By Michal Cohen, General Director of the Rashi Foundation
(translation of an op-ed article published in Yediot Aharonot, 14.7.20)

The coronavirus pandemic has caused a major crisis that seems to affect practically every country and person in the world. The discourse on this subject tends to focus on the threats and dangers of the crisis, which are undoubtedly serious. At the same time, the new reality we are learning to live with also brings opportunities – among them opportunities that involve the Israeli education system.

The coronavirus requires all of us to change habits and make adaptations; it required us to jump in at the deep end and make immediate decisions regarding the education system. Organizations, systems and societies that will manage to keep their head above water and swim to the shore, may not only survive but discover new strengths. In the education system, processes such as the adoption of remote learning and digital tools, which started before the crisis and were accelerated because of it – must not stop. The use of technology is nothing new; putting it into everyday practice wisely can make a huge difference in closing social gaps.
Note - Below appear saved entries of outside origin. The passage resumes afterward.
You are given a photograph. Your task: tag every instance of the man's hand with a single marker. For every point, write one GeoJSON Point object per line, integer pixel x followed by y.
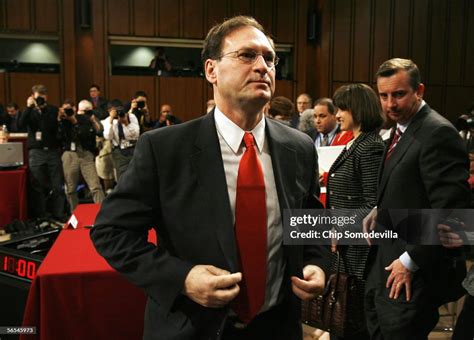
{"type": "Point", "coordinates": [312, 284]}
{"type": "Point", "coordinates": [369, 222]}
{"type": "Point", "coordinates": [399, 278]}
{"type": "Point", "coordinates": [210, 286]}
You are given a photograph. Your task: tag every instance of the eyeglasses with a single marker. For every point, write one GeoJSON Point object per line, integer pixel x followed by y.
{"type": "Point", "coordinates": [250, 56]}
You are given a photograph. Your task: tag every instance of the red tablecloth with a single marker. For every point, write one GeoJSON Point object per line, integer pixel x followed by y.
{"type": "Point", "coordinates": [77, 295]}
{"type": "Point", "coordinates": [12, 195]}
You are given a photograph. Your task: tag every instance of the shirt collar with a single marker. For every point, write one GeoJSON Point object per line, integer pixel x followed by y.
{"type": "Point", "coordinates": [403, 127]}
{"type": "Point", "coordinates": [233, 134]}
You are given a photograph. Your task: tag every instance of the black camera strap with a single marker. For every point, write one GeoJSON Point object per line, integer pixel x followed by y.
{"type": "Point", "coordinates": [121, 134]}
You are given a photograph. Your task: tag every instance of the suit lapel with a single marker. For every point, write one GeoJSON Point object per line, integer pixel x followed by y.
{"type": "Point", "coordinates": [407, 139]}
{"type": "Point", "coordinates": [283, 162]}
{"type": "Point", "coordinates": [210, 172]}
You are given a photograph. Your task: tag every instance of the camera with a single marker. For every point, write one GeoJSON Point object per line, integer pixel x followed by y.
{"type": "Point", "coordinates": [121, 112]}
{"type": "Point", "coordinates": [140, 104]}
{"type": "Point", "coordinates": [40, 100]}
{"type": "Point", "coordinates": [69, 112]}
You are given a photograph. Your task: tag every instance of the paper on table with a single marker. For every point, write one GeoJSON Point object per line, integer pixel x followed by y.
{"type": "Point", "coordinates": [327, 155]}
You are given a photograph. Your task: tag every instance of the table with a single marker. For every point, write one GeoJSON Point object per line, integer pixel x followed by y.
{"type": "Point", "coordinates": [77, 295]}
{"type": "Point", "coordinates": [13, 195]}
To this end, first of all we have to make sure that every student has access to technology for remote learning – computer, tablet or any other device. Moreover, it is necessary to train teachers in using technology-based teaching strategies. Rather than trying to create a simulated classroom, they need to adopt practices that facilitate personalized and independent learning, and which the “screen generation” can relate to. Nurturing these 21st century skills plays a key role in closing educational and social gaps between the center and periphery of the country.

Another, equally important issue is moving towards less centralized management of the education system, with differential delegation of authority to the local municipalities. The concept of differential autonomy is based on the understanding that every municipality has different needs and capabilities, which determine the level of independence or self-management they are allowed to have.

What the coronavirus crisis taught us is that the system works better in reverse: instead of the government dictating to the people in the field what they need to do, it responds to the needs that arise from the field. When every municipality requires a different level of assistance, the best way to close gaps is to offer tailor-made support according to the needs and most effective mode of operation for each one.

During Operation Protective Edge in 2014, the situation in southern Israel was very much unlike that in the center of the country, and so were the challenges facing the education system. Quite early on, the Ministry of Education – where I was the director general – decided to give the heads of municipalities in the south full authority to run the local education system. In so doing, the ministry’s head office turned from a commanding to a supporting arm. We realized that we have no way of estimating the needs better than the people with firsthand experience. This is exactly Israel should do now – and not only in emergency situations.

If the coronavirus crisis brings about this paradigm shift, it is quite possible that at some point in the future it will look as a springboard to a better education system, which is far more advanced, equal and fair.